Your Investment Checklist for 2026: Am I on Track?

Use this comprehensive investment checklist to assess whether your UK investment strategy is optimised for 2026 and beyond.

Your Investment Checklist for 2026: Am I on Track?

Start of Year Assessment: Are Your Foundations Solid?

Every year provides a valuable opportunity to step back from the day-to-day noise of markets and assess whether your investment strategy is genuinely on track. This checklist covers the key questions every UK investor should work through in 2026 — from tax efficiency and platform costs to contribution rates and portfolio construction. Work through each section honestly and act on any gaps you identify.

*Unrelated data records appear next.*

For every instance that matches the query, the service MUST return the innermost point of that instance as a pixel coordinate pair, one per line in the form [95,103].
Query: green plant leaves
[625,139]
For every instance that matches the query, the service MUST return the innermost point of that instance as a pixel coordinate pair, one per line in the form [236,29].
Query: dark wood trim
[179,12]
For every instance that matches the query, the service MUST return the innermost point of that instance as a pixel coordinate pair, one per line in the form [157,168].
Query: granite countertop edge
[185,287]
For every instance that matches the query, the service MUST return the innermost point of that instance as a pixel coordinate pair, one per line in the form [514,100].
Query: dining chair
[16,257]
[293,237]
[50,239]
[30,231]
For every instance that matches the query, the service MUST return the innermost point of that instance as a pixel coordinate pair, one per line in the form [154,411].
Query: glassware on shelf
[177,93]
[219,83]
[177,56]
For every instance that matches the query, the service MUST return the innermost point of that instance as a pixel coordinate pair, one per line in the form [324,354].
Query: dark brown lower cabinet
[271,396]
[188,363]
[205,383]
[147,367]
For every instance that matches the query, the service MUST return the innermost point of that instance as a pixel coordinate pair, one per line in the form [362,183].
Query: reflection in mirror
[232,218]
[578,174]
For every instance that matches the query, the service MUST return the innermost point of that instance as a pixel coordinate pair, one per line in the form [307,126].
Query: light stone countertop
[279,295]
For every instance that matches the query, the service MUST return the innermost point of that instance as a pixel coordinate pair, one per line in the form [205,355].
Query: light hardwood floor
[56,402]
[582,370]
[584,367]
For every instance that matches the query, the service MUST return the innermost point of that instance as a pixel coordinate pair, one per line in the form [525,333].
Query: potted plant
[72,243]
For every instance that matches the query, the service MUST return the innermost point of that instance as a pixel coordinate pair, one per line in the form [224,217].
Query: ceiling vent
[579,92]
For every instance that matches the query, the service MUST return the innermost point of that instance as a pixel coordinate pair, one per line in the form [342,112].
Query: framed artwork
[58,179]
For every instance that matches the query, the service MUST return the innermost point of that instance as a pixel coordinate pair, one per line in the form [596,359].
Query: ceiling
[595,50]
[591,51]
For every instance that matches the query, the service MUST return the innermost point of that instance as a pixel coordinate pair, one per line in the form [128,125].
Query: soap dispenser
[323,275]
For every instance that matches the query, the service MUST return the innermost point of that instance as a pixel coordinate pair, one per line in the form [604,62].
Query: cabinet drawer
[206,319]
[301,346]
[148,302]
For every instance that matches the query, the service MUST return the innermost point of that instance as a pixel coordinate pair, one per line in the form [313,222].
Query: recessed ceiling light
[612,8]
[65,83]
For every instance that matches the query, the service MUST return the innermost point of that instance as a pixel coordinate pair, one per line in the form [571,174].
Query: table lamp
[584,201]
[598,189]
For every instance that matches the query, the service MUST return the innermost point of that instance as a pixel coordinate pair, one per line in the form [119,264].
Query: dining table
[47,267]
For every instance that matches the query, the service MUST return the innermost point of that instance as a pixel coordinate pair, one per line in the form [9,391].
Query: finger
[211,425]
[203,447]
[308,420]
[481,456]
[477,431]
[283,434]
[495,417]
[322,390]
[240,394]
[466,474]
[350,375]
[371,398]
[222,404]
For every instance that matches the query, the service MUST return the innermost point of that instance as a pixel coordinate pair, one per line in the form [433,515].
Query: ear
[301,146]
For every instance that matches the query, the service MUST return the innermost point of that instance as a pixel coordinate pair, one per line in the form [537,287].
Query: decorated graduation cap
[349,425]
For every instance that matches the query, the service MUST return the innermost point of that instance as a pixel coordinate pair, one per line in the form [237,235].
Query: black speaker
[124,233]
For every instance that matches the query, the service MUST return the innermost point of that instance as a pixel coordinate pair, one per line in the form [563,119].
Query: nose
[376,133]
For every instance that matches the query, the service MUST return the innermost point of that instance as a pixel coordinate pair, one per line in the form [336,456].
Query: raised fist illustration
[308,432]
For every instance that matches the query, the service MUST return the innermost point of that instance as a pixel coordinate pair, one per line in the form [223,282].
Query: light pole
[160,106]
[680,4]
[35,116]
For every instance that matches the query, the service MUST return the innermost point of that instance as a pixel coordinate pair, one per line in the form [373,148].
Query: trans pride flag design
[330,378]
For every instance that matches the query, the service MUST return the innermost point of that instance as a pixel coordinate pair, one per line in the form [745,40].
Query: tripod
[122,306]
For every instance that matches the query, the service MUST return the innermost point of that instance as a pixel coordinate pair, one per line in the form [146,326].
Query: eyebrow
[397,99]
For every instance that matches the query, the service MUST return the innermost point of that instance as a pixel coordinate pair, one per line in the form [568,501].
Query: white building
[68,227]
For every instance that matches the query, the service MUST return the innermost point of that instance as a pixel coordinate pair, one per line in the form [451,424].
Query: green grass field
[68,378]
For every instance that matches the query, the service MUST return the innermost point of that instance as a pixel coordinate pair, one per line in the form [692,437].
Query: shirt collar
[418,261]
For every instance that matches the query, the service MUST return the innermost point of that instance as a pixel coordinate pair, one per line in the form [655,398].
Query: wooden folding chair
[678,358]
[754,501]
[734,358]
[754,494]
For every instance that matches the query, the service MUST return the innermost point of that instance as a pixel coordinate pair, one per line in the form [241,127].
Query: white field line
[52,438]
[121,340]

Tax Efficiency: Are You Using Every Allowance?

ISA allowance: Have you maximised your £20,000 Stocks and Shares ISA for the current tax year? The year runs to 5 April 2026, and unused allowance is permanently lost. SIPP contributions: Have you contributed enough to claim the full tax relief available at your income tax rate? Higher-rate taxpayers who do not claim their 40 per cent SIPP relief through self-assessment are leaving significant money on the table. Junior ISA: If you have children, are you contributing to a Junior ISA with up to £9,000 per year per child? Lifetime ISA: If you are eligible — aged 18 to 39 — are you using the Lifetime ISA's 25 per cent government bonus on up to £4,000 per year?

Platform and Fund Costs: Are You Paying Too Much?

List every fund in your portfolio and check its OCF. Any fund charging above 0.75 per cent deserves scrutiny — is it genuinely delivering value above what a 0.15 to 0.22 per cent index ETF provides? Review your platform's fees. As your portfolio grows, percentage-based fees become increasingly expensive. A portfolio of £100,000 at Hargreaves Lansdown in funds pays £450 per year in platform fees. The same portfolio at InvestEngine in ETFs pays zero in platform fees. Is there a cheaper platform that meets all your needs? Have you compared total costs — platform fee plus fund OCF — across your realistic alternatives?

Portfolio Construction: Is Your Allocation Still Right?

What is your current equity-bond split? Does it still reflect your risk tolerance and time horizon? If you have had a significant life event in the past year — marriage, children, house purchase, job change — has your investment strategy adapted accordingly? Is your portfolio genuinely diversified across geographies, sectors, and asset classes, or are you heavily concentrated in a specific market, sector, or individual stocks?

Contribution Rate: Are You Investing Enough?

Calculate your savings rate — the percentage of your take-home income you invest each month. If it is below 10 per cent, consider whether increasing to 15 or 20 per cent is feasible. Have you increased your contributions to reflect any income growth in the past year? Have you set up automated contributions so investing happens automatically without requiring a monthly decision?

Emergency Fund: Is Your Safety Net in Place?

Do you have 3 to 6 months of essential living expenses in accessible cash savings — separate from your investment portfolio? If not, building this before increasing investment contributions protects you from having to sell investments at bad prices in an emergency. Is your emergency fund held in a competitive easy-access savings account earning a reasonable interest rate?

Goals Review: Are Your Targets Still Realistic?

Review your financial goals and timelines. Are you on track to reach your retirement target or FIRE number at your projected date? Have your goals changed — a house purchase, supporting family members, career change — that should alter your strategy? Use a compound return calculator to project where your current portfolio and contribution rate will take you in 10, 20, and 30 years.

Final Checklist

If you can confirm that your ISA is funded, your SIPP contributions are optimised for tax relief, your funds are low-cost index funds with OCFs below 0.25 per cent, your platform fees are competitive, your asset allocation reflects your risk tolerance and time horizon, you are contributing regularly and automatically, and your emergency fund is in place, then your investment strategy is in excellent shape for 2026. Make any necessary adjustments now, set your next annual review date, and return to the productive habit of not obsessing over your portfolio day-to-day.